I remember going to a technical presentation during that time period, and the target military application was amphibious assault vehicles for the Marines.  Light weight was an advantage there.  While a turbine engine (like on the M1 Abrams) was even better on weight, apparently in those vehicles, intake air is pulled from the crew compartment when waves wash over the intake, and the rotary could work with that volume of air, but there was no way a turbine could.

karplus2
karplus2 GRM+ Memberand Reader
1/8/22 7:54 p.m.

Cool! We have a 2950 at work and it's my favorite tractor we have (all the other ones are 2013 and newer). Would have been interesting to run one with a wankel

That is super cool. I couldn't imagine starting that on a cold Midwest day. 

AClockworkGarage
AClockworkGarage Dork
1/8/22 11:51 p.m.

Wow a tractor without torque. That'll come in handy.

Keith Tanner
Keith Tanner GRM+ Memberand MegaDork
1/9/22 12:37 a.m.

In reply to AClockworkGarage :

It's all about gearing :)

dean1484
dean1484 GRM+ Memberand MegaDork
1/9/22 12:47 a.m.
Keith Tanner said:

In reply to AClockworkGarage :

It's all about gearing :)

This!!!  I bet that thing is a beast. 

Pete. (l33t FS)
Pete. (l33t FS) GRM+ Memberand MegaDork
1/9/22 8:04 a.m.
j_tso said:

Good read.

It said the engine could also take diesel with its spark ignition. The only other diesel Wankel I've read about is Rolls Royce's that used a big rotor to compress it into a smaller rotor chamber.
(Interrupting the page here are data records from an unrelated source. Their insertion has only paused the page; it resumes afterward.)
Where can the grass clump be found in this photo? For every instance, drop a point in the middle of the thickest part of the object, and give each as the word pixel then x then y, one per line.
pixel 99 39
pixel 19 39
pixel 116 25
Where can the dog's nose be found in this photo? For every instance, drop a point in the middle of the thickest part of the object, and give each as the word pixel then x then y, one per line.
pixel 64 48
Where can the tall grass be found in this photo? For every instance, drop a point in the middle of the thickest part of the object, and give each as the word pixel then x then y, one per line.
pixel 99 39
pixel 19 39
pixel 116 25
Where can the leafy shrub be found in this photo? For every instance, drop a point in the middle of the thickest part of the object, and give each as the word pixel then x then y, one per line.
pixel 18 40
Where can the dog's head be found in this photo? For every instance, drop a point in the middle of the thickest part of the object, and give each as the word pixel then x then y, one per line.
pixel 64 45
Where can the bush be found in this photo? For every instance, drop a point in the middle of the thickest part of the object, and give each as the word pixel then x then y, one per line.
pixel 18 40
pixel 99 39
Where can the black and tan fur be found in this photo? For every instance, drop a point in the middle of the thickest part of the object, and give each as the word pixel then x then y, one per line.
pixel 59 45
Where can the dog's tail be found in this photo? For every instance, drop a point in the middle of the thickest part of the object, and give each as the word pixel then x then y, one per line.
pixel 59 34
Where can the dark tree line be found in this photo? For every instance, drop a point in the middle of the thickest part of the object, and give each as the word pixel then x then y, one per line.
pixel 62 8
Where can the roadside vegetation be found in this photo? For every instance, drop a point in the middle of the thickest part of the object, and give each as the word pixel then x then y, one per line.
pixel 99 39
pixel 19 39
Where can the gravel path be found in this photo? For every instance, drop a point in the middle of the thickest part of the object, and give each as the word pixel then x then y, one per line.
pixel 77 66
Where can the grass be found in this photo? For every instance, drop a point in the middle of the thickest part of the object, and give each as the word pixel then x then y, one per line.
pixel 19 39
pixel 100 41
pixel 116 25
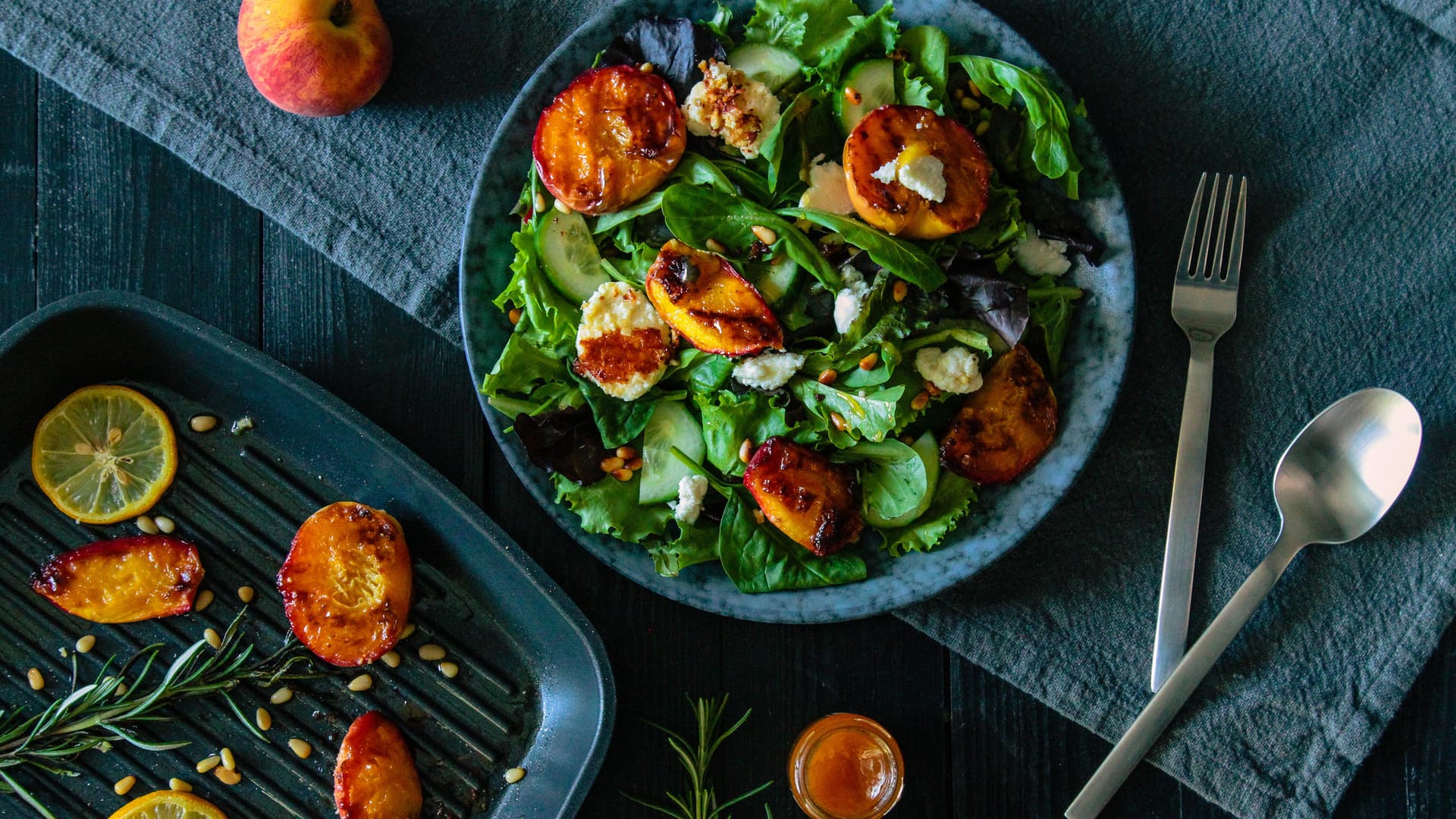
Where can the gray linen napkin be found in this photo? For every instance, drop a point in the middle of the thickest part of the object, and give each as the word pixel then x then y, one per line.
pixel 1340 112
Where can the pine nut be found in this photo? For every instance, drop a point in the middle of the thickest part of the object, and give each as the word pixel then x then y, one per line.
pixel 228 777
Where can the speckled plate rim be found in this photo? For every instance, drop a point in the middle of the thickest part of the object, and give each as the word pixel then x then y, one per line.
pixel 1095 359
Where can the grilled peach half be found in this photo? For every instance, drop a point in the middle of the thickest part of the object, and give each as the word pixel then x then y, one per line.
pixel 347 583
pixel 804 494
pixel 1005 426
pixel 609 139
pixel 710 303
pixel 123 580
pixel 375 776
pixel 897 134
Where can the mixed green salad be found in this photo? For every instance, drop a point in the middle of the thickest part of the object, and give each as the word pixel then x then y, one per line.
pixel 770 202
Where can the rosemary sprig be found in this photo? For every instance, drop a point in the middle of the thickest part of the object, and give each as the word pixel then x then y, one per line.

Mazda rotaries will run on Diesel if you warm them up first.  Allegedly, have not tried.

 

In the IMSA GTU days, Mazda was running a mix of race gas and kerosene to get 80 octane fuel with good combustibility.

 

The high mixture motion in Wankels seems to work well with low volatility fuels. Here's a pull-started engine developed for UAVs that runs on wide-cut military fuel.

 

pres589 (djronnebaum)
pres589 (djronnebaum) UltimaDork
6/7/22 9:58 a.m.

There's more to this story.  From the Wikipedia entry on Lycoming Engine Company;

"Another attempt to rescue Williamsport was made in introducing the "radical" SCORE engine, a Wankel engine originally developed through a joint venture between Curtiss-Wright and John Deere. Curtiss-Wright lost interest in the design just as it was maturing and sold its interests in the project to Deere, which brought in Lycoming to sell the developed engine into the aviation markets. It was guaranteed a startup run by Cessna, also owned by Textron. Just as production was ready to start, Cessna announced it was halting its small-aircraft business for an indefinite period, and SCORE was cancelled. The remains of the Deere licenses were later purchased by Rotary Power International, which briefly produced a 340 hp (254 kW) version."

Cessna shelving their piston aircraft in the mid-80's helped put a bullet in this project.  They jumped out due to liability / lawsuit issues and never touched the rotary again.  I think this is also what seriously wounded the Porsche aircraft engine effort of the 80's as Cessna dropped out of that as well for the same reasons and never sold any Porsche-powered aircraft.

A Wankel-powered tractor, while an interesting idea, doesn't really make sense to me.  A Wankel-powered Cessna 210, aircooled, does have a certain ring to it.